Doktor ablamın gözlemleri her zaman kıymetli ve ayrıntıcıdır...
Eğer 15 Temmuz darbesi gerçekleşseydi, Türkiye'ye girecek 60 bin Amerikan askeri düştü usuma!..
Ne bileyim?
Bir "komplo teorisi" dolaştı zihnimde!..
Acaba Amerika, olası yeni bir kalkışma operasyonu için askerlerini sivil kıyafetlerle, yavaş yavaş Türkiye'ye sokuyor olabilir miydi?
Her şey mümkün artık günümüzde...
"Asla" diye bir şey "asla" yok insan hayatında!..
Umarım zihinlerdeki bu soruyu MİT dahil, ülkemizdeki istihbarat birimleri yakından takip ediyordur...
Hep "insandan" bahsedecek değilim elbette...
"Pisiler" de var yaşam alanımda...
Biraz beriye, Oulu Caddesi'ne gelelim...
Zübeyde Hanım Caddesi'nden, Acemler'e doğru ilerleyen Oulu'ya, zamanında Finlandiya'nın Ostrobotniya bölgesindeki bir yerleşkenin ismi verilmiş.
Neden?
"Çok eskiden kardeş şehir" olunmuş da ondan...
Bu gün Suriyelilerin oturduğu "Çarşamba Pazarı" olarak bilinen Darmstadt Caddesi'nin isim babası olan kardeş şehirdeki Almanlar bile geçmişte Bursa'ya sıkıştırmalı ilk çöp kamyonunu hediye etmişlerdi, hiç unutmam...
Rahmetli Ekrem Barışık'ın belediye başkanlığı yaptığı dönemdi o yıllar...
Finlandiyalılardan ne fayda gördük orası da ayrı konu ama...

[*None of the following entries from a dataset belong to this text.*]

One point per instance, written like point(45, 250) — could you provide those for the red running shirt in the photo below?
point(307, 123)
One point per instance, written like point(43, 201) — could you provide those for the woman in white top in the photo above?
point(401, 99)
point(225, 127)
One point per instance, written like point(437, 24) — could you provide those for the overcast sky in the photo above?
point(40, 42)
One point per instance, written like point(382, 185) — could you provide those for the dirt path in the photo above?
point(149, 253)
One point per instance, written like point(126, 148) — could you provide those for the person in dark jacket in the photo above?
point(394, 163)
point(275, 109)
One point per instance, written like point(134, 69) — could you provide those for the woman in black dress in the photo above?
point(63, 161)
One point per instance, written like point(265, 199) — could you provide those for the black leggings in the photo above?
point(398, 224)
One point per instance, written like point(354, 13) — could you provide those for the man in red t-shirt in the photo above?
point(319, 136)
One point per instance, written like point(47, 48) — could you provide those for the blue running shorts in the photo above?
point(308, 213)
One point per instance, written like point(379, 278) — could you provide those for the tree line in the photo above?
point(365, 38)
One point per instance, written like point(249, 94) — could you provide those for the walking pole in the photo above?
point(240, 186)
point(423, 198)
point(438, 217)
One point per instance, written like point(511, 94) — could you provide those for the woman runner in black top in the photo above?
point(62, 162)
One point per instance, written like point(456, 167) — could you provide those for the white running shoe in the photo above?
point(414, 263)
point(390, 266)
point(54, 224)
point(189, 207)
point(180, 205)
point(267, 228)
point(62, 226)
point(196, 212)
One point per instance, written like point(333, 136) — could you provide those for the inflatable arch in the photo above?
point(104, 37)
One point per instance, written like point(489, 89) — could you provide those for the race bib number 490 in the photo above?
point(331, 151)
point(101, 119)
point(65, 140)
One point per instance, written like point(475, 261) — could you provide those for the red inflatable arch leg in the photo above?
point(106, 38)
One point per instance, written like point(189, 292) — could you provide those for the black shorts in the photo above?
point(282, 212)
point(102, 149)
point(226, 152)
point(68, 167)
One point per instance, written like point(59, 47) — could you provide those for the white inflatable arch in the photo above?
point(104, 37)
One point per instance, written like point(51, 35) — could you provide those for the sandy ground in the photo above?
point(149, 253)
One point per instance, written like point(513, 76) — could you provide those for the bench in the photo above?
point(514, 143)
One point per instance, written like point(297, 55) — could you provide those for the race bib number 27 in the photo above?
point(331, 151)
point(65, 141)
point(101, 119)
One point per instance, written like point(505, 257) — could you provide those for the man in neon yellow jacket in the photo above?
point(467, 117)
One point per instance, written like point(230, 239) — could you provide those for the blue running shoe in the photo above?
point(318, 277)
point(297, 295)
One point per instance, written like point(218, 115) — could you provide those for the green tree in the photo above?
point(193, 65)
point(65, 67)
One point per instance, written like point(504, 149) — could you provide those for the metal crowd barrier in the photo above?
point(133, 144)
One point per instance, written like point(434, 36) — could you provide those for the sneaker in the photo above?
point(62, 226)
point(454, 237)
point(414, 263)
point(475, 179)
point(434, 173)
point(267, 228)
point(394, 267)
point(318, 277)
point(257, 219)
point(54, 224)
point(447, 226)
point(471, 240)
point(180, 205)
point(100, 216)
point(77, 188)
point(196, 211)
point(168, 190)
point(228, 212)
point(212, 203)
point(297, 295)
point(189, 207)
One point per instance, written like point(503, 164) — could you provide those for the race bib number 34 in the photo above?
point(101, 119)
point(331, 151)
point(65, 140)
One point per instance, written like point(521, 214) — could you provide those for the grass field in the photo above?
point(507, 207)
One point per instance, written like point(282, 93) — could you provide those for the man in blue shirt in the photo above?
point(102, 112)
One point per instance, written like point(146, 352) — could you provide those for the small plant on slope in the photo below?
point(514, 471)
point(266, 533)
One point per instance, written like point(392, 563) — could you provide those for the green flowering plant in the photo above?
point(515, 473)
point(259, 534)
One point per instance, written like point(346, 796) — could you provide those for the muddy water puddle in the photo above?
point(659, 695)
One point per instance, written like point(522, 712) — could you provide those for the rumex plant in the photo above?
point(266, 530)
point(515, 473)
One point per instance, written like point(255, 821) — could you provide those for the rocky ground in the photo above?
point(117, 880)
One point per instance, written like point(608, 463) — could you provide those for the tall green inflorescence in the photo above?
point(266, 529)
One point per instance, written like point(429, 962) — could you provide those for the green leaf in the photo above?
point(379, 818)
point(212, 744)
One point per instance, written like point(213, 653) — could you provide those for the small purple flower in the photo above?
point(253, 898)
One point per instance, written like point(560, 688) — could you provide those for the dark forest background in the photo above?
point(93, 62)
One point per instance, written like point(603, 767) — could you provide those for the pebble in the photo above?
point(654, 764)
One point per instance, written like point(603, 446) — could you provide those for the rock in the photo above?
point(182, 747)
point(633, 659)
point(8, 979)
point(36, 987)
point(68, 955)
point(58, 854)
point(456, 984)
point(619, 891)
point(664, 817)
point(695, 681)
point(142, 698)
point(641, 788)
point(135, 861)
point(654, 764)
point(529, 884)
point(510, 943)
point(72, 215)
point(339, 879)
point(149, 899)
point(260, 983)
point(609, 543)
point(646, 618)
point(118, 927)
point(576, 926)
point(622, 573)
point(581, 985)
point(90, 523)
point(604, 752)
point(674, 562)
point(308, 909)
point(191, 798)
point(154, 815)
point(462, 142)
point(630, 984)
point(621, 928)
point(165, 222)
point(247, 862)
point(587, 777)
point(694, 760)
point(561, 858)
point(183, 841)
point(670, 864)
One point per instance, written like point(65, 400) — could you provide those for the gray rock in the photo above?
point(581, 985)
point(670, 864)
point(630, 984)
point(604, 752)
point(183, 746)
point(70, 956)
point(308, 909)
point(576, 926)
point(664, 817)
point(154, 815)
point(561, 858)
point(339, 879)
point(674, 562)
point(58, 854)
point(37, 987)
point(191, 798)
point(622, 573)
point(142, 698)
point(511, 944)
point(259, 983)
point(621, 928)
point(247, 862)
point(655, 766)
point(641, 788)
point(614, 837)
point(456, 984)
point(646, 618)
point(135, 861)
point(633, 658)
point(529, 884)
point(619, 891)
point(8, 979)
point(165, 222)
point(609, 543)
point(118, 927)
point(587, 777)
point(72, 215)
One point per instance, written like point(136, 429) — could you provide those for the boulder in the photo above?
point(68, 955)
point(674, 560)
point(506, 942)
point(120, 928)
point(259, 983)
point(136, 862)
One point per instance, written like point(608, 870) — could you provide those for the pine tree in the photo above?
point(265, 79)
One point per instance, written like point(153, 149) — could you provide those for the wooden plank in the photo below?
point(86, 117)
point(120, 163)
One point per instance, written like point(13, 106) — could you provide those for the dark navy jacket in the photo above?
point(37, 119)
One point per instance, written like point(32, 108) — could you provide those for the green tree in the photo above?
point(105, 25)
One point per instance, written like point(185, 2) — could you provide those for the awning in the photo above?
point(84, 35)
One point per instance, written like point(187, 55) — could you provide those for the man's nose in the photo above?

İşte o Oulu Caddesi'nin ortasında hemen sağda, eski bir Peugeot minibüsünün içinde "Metin Usta" apayrı bir lezzet sunuyor yoldan geçenlere...
Urfa kebabı, Adanası, ciğer dürümü müthiş!..
House of Cards dizisinde Amerika Birleşik Devletleri Başkanı'nı oynayan Kevin Spacey'in gittiği sokak arası mangalcının pişirdiklerinden çok daha muhteşem...
Lezzet tutkunları mutlaka gidip tatsınlar Metin Usta'nın ürünlerini...
Metin de "pisi" sever bir insan...
Bursa Büyükşehir Belediye Başkanı Alinur Aktaş sağ olsun, Acemler Tüp Geçidi'ni yaptı ya kent trafiğini rahatlatmak için; işte arabalar tünelden çıktıktan sonra çok hızlı geliyorlarmış...
Ve yolun karşı tarafındaki toprak araziye çişlerini yapmak için geçmeye çalışan kediler sürekli eziliyorlarmış!..
Kaç tane yavru telef olmuş bu yüzden...
Metin Usta en son hamile bir anneyi evine götürüp, orada doğum yapmasını sağlamış eniklerin telef olmasını engellemek için...
Lakin, "pisi ailesini" geri getirdiğinde çoğunun sonu yine felaket olmuş!
Kendisi der ki; "Acaba Alinur Bey bu caddeye araçların daha yavaş seyretmeleri için birkaç engel koyabilir mi"?
"Koyar" diye yanıt verdim ustaya...
"Bu kentte yaşayan tüm sokak hayvanları için her türlü önlemi alan bir insan elbette koyar..."
Laf lafı açıyor sohbetlerimizde...
Daha çok söz var paylaşacak...
İsterseniz onları da yarınlara bırakalım; ne dersiniz?